Citing international research, Cai Jigang, deputy director of the Foreign Language Research Institute of Fudan University in Shanghai, said on Jan 15 that a college student should have a vocabulary of 8,000 to 10,000 English words, and be able to read at least 200 words per minute to function in their academic or vocational lives after graduation.
"However, most college students now must master only about 4,500 words and read 70 to 100 words a minute in the College English Test Band 4."
It is a national English test that evaluates college students’ English proficiency.
"It means that the English ability of those students is hovering at quite a low level," he said.
Cai made the comments at a round-table discussion in Beijing organized by the Test of English for International Communication program under the Educational Testing Service. The round table exchanged opinions among college professors, students and English-test organizers on topics such as English education in college and students' language proficiency.
Cai's remarks were in response to the Beijing Municipal Commission of Education's draft reform plan for English tests in the college entrance exams for 2014. The plan, released late last year, would reduce the required English score from 150 to 100, and the vocabulary from 3,500 words to 3,080. The required vocabulary will decline further in the 2015 exams.
Cai said the new standards are far from adequate and will have an adverse effect on students' ability to study, work and communicate in English. Middle school students in Japan are required to master 5,900 English words, while in Russia, it is 9,000 words he added.
To change the situation, 24 universities in Shanghai jointly released a framework in April for teaching English as a Foreign Language at the tertiary level, raising the requirement for college students.
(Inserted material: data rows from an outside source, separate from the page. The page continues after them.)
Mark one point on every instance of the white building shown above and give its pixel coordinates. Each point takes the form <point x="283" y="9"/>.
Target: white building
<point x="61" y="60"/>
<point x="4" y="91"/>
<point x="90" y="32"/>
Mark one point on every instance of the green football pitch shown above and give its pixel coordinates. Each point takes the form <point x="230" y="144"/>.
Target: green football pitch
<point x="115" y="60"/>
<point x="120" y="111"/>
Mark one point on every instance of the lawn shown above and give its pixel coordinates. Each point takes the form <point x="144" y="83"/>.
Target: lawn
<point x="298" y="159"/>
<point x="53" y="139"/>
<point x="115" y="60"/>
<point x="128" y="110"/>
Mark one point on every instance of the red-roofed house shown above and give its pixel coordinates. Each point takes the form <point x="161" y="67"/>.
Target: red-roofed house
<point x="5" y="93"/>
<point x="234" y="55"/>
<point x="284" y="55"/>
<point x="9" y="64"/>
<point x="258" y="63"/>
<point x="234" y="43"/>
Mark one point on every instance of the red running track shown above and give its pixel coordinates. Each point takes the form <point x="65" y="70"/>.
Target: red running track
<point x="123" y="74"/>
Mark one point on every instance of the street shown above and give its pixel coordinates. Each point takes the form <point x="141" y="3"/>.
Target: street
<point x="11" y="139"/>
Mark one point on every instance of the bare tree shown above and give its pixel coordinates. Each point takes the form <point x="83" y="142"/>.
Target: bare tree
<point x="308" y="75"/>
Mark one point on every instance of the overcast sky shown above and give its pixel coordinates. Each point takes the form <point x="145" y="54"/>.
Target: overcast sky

Students must master 8,000 to 10,000 English words, read English academic literature, understand and communicate during English lectures, and write academic papers of 1,500 English words.
The framework is being tested, and it may take some time to see how it works, Cai added.
Zhao Huijie, a postgraduate student at Beijing University of Post and Telecommunications, said taking different kinds of English tests is also an effective way for her and many of her classmates to improve their English.
Zhao, who will graduate with a master's degree in electronics in March, said she took the TOEIC in 2013 and scored 965 out of 990, and she had made great progress in listening, speaking, reading and writing in preparation for the test.
"Thanks to my English ability, I got a good job recently," she said.